Tuesday, 24 April 2012

Scraping The Festival of Ideas, June 2012

I noticed something on Twitter about the University's Festival of Ideas and thought I'd take a look at the events listing. Not long ago, the Web Office used to put microformat information in web pages so that I could easily add events to my calendar... Either they've stopped doing that, or it's stopped working, so I thought how easy would it be to grab the events listed and add them to my (or a separate calendar).

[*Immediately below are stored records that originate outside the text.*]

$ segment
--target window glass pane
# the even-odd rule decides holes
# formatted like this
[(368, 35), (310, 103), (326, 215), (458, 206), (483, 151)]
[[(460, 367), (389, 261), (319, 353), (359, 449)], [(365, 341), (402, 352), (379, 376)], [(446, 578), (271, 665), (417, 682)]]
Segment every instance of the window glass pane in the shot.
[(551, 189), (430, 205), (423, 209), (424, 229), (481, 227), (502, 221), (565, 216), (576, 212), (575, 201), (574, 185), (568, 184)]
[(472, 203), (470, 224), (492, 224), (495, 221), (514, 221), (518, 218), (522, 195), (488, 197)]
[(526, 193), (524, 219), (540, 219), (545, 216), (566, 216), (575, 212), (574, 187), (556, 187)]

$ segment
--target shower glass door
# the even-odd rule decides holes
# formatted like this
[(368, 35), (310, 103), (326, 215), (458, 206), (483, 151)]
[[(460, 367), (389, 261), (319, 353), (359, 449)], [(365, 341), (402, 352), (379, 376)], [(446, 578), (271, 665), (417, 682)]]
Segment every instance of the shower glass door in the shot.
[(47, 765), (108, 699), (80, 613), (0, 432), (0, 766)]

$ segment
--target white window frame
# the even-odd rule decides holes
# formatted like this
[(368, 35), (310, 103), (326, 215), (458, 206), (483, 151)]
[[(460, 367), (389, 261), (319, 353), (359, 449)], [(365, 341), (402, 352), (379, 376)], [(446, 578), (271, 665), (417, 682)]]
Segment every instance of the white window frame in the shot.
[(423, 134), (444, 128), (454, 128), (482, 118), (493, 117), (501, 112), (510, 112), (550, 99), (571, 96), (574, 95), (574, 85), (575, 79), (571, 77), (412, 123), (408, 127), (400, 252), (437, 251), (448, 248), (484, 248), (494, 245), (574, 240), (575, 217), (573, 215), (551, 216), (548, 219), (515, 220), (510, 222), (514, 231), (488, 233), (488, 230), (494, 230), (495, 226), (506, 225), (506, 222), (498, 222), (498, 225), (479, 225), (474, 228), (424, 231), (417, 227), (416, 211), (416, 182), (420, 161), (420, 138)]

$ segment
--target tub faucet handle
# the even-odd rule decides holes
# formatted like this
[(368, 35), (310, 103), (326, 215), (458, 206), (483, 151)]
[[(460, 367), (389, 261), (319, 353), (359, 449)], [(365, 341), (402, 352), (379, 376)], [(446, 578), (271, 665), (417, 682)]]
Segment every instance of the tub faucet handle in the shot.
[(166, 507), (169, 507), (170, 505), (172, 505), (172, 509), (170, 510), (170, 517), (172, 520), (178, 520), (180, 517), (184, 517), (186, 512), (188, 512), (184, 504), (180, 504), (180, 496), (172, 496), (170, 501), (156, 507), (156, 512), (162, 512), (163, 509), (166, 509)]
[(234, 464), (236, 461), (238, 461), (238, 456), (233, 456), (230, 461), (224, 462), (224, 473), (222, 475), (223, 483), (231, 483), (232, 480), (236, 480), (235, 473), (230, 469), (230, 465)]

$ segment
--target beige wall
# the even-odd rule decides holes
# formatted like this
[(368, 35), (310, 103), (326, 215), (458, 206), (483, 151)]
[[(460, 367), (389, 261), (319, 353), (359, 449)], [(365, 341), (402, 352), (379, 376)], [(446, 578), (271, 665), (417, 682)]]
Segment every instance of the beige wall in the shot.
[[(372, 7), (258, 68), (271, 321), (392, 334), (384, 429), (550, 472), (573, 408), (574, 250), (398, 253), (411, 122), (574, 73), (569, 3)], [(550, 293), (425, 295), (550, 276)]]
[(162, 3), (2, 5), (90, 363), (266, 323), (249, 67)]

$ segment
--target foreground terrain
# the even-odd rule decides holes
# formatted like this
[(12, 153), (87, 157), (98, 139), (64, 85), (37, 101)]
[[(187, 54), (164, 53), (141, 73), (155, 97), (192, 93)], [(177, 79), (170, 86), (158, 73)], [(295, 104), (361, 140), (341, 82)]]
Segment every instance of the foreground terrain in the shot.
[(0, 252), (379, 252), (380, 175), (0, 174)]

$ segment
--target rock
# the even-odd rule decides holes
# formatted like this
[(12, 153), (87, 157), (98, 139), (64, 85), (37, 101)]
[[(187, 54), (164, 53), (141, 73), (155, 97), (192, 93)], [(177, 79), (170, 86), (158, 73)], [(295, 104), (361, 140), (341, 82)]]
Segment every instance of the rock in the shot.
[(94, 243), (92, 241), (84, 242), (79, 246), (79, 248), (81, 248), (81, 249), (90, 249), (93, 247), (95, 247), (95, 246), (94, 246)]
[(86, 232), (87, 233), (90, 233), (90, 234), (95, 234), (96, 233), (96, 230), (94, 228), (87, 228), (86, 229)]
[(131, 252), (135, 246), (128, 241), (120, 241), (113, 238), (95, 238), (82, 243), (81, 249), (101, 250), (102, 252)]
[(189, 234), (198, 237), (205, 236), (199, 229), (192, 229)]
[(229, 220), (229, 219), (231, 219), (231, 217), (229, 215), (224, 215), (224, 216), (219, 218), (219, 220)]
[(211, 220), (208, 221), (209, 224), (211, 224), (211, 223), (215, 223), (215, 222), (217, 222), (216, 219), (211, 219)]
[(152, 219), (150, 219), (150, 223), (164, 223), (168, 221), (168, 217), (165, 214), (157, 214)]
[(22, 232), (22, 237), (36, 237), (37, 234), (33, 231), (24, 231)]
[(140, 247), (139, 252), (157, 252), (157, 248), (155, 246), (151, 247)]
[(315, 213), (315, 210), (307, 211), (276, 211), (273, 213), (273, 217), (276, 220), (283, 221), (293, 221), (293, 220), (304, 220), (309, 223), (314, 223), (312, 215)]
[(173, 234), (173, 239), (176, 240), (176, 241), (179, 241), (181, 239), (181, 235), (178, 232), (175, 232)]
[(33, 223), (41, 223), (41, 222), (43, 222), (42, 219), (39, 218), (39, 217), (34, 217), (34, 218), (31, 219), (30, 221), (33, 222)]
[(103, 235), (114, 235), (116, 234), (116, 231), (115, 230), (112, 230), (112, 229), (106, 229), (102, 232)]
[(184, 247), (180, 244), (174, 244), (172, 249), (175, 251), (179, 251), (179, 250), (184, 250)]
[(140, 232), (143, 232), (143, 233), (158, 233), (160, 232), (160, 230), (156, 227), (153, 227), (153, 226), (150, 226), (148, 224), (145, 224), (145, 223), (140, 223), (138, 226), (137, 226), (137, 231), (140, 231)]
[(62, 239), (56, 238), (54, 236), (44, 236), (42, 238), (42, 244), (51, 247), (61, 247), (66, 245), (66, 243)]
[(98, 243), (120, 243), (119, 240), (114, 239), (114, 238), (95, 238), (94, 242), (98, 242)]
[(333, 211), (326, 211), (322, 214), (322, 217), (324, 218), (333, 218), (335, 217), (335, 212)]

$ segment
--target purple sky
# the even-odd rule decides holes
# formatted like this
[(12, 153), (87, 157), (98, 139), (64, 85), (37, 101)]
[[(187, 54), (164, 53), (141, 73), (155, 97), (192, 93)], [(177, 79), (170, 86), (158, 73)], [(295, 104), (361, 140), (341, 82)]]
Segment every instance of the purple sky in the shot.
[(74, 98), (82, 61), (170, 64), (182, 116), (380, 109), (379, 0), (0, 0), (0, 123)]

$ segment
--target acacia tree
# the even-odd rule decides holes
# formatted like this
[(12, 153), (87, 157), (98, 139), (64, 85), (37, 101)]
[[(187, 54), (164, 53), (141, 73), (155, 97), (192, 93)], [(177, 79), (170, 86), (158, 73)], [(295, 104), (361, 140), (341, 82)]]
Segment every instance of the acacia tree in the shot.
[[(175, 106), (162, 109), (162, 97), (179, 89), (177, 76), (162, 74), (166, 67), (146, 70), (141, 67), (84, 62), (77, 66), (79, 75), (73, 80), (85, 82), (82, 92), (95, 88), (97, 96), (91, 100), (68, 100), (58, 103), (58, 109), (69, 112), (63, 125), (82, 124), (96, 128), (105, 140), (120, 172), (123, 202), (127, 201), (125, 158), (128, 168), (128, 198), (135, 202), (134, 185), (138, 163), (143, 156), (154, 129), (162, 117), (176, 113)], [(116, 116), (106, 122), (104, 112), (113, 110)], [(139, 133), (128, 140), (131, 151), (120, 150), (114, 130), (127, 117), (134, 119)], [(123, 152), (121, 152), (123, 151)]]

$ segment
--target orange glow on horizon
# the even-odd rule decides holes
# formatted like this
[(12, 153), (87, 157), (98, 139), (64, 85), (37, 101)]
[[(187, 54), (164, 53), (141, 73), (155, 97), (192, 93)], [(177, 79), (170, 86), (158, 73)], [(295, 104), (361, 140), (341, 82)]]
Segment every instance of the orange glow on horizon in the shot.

In order to do this, I'd need to...

  1. Scrape the HTML from the web page and find the event data
  2. Connect to Google Calendar and add the events found

Because I like programming in python, the first thing I did was to go get the latest copy of BeautifulSoup, which is a library that is unbelievably handy for scraping data out of HTML and also Google GData which lets me talk to Google Calendar.

I so I began...

import urllib, urlparse, gdata, time, datetime
from bs4 import BeautifulSoup
import atom
import gdata.calendar
import gdata.calendar.service

... and loaded the libraries.  Then I connected to Google Calendar, like this...

print "Connecting to Google Calendar"
calendar_service = gdata.calendar.service.CalendarService()
calendar_service.email = '*********@york.ac.uk'
calendar_service.password = '**********'
calendar_service.source = 'Google-Calendar_Python_Sample-1.0'

 .... then got the web page with the Festival of Ideas events on it like this...

url = 'http://yorkfestivalofideas.com/talks/'
print "reading ", url
u = urllib.urlopen( url )
html = u.read()

... At this point, I knew I wanted to create a separate calendar, so I made one in Google Calendar ( IMPORTANT! Set the timezone of your newly created calendar!!! ). Once I'd done this, I could then find what's called the calendar link which you use to specify which calendar you want events to go into...

def get_my_calendars_url(cal_name):
feed = calendar_service.GetOwnCalendarsFeed()
for i, a_calendar in enumerate(feed.entry):
name = a_calendar.title.text
print i, a_calendar.title.text, a_calendar.link[0].href
if name == cal_name:
return a_calendar.link[0].href

calendar_link = get_my_calendars_url("Festival of Ideas")

So, now I have some HTML with useful information in it and a way of connecting to my chosen calendar... I need to use Beautiful soup to fish out the data I need.  I begin like this...

soup = BeautifulSoup( html )
events = soup.find_all("div", {'class':'event'})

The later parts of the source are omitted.